Accolé à la lisière d’un parc de pins et de mimosas, à quelques mètres d’une plage de sable blanc, l’Établissement et Services pour Enfants et Adolescents Polyhandicapés (EEAP) baptisé l’Odyssée est le berceau de l’ATASH (Association pour le Traitement, l’Accompagnement, les Soins et le Handicap). Ce centre héliomarin a remplacé le sanatorium de St-Trojan les bains, créé en 1897 et destiné à soigner les malades victimes de tuberculose.

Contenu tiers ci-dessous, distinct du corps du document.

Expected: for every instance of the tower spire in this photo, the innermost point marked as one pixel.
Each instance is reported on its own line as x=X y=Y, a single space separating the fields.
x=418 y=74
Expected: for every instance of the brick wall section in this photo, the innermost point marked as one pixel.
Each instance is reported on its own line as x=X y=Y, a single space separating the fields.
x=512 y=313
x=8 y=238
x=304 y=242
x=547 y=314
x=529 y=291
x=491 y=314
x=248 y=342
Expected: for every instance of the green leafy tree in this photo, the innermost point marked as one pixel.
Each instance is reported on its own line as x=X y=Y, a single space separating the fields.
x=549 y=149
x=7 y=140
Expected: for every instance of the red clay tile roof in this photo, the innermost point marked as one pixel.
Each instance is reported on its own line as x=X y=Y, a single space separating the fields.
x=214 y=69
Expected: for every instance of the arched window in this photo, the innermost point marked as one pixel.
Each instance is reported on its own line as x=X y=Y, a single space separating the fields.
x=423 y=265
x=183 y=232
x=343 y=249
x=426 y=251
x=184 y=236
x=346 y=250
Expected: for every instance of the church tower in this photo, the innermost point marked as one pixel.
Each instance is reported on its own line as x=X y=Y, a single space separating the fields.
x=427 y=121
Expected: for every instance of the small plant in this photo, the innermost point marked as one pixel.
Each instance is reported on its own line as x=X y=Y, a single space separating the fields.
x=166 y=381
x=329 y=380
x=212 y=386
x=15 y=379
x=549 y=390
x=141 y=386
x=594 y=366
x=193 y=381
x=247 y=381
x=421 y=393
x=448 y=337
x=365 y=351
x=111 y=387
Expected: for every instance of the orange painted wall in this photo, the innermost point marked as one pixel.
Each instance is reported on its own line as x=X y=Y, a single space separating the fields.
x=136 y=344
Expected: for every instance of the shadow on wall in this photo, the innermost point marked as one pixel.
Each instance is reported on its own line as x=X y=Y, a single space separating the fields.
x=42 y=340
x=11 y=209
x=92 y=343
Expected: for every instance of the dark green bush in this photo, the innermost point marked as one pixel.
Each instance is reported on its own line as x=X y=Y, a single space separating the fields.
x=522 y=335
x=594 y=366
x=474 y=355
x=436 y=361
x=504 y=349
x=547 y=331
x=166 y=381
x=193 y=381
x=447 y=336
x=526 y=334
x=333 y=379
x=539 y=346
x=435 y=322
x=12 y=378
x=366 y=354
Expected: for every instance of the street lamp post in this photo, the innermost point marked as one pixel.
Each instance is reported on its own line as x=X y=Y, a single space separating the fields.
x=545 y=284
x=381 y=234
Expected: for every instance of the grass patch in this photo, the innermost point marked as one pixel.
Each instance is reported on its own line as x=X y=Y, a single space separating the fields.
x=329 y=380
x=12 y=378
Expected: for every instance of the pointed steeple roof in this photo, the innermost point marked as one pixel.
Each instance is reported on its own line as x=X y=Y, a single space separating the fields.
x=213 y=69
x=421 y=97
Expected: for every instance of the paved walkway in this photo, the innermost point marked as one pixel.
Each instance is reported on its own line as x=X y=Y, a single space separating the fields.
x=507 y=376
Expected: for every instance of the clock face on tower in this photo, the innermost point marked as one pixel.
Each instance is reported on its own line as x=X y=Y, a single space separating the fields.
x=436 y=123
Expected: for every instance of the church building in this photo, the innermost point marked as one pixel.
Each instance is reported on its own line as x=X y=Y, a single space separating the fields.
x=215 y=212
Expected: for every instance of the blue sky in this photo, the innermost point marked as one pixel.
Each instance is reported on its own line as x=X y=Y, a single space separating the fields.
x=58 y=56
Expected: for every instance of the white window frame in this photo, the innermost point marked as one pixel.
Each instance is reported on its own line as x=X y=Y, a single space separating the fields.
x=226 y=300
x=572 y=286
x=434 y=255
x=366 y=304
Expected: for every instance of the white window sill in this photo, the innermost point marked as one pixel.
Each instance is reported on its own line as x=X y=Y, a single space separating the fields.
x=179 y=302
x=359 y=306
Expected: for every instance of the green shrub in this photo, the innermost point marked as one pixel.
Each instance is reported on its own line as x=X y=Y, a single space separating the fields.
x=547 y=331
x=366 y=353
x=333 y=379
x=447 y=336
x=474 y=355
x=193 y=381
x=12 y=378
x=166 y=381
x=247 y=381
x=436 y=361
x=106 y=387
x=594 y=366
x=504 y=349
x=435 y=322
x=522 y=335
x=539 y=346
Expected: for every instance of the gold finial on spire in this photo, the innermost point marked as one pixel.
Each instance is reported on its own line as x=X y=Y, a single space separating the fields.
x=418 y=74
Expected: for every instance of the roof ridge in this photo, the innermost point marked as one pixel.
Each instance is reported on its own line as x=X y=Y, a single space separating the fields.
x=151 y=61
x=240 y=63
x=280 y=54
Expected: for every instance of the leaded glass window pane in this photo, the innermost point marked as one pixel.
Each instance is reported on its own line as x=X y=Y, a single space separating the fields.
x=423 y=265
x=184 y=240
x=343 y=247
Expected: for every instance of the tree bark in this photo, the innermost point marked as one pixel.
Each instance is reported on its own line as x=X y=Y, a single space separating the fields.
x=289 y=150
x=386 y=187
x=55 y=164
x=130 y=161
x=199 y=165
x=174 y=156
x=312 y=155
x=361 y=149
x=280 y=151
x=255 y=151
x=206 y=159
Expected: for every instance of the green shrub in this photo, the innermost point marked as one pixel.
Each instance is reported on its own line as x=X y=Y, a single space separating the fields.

La structure circulaire du bâtiment abrite onze unités de vie, des « maisons » nommées Calypso, Athéna, Hélios…, qui accueillent chacune jusqu’à dix enfants ou adolescents en situation de handicap (autisme, polyhandicap, handicaps moteurs…). « Chaque nom de lieu, choisi par les enfants, puise directement dans la mythologie de L’Odyssée, ce qui désigne aujourd’hui un récit de voyage long, plus ou moins mouvementé et rempli d’aventures plus ou moins singulières », raconte Sylvie Pantaléon, directrice de l’établissement.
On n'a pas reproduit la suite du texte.